When the inevitable ambush was sprung not only did that one stay where it was, the one next to it that had made its perception check well enough to overhear also stayed still. They survived.
It’s moments like that which really make D&D.
That barbarian was one of my favourites. Xarg was a big brute of a lizard-man who believed that by eating the heart of his slain foes he could gain their strength. So he only wanted to fight foes that were strong enough to be “worth it.” The party contained some fairly bloodthirsty murder-hoboish tendencies and he wound up being the voice of restraint much of the time. He would give the “unworthy” pep talks about how they should go and become stronger in hopes that someday they’d be worth killing and then send them on their way.
He had also multiclassed into wizard, because as he would explain: “I ate a wizard once.” Strength in magic was a kind of strength like any other, after all. The fun bit was that he didn’t just eat that wizard’s heart, he got a headband of intellect from him as well, making him the smartest member of the party. He decorated the headband with teeth and leather from the creatures he’d slain and wore it like a collar.

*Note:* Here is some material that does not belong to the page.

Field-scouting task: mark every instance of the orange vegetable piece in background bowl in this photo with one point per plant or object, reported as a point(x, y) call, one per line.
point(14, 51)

His biggest goal in life was to eat the heart of a dragon. When he eventually got to fight one he used a potion of enlargement and then grappled it, pinning it to the ground and dragging it over to the rest of the party so they could hit it more easily. I told the DM that Xarg was pressing his ear to the dragon’s chest while doing that, listening to the dragon’s heartbeat and salivating. The dragon got rather freaked out at that point, things were not going the way it had expected.